Bosnians in A Mexican Soccer League?
Missionary to America Rev. Tony Boos (Sounds like “Bose”)
What are the odds that a boy born in a nipa hut in the Philippines would end up playing soccer with Bosnians in a Mexican soccer league in St. Louis? The answer: 100%, if the Lord was executing an “inswinging pass.” The inswinging kick arches the soccer ball towards a goal. God’s aim is always 100 out of 100. Ask Rev. Tony Boos.
Tony lived the early part of his life in the Philippines in a nipa hut.

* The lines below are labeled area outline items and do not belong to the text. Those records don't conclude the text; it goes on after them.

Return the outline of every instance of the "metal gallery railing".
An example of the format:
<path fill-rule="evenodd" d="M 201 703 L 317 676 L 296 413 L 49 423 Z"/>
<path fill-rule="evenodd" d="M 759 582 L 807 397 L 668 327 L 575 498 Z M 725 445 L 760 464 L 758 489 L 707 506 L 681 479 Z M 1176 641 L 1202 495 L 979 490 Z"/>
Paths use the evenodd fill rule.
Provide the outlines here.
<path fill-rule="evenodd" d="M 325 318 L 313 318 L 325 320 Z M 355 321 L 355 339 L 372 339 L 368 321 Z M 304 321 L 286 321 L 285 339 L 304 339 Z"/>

When he was four years old his mother moved with his American father to St. Louis, Mo. where Tony grew up and went to school. He was a four year starter on his college team.The soccer he learned in the Philippines was his greatest passion, until he met and fell in love with Jennifer. She introduced him to a greater love, the love of Jesus.
Tony and Jennifer were married, started a family, and became very involved in their church. Bible study pulled Tony closer to the Lord. Pr. Greg Smith saw something in his new disciple. Tony became the leader of a small home Bible study group. Tony looked up to Pr. Smith, someone in whom he found wisdom and concern.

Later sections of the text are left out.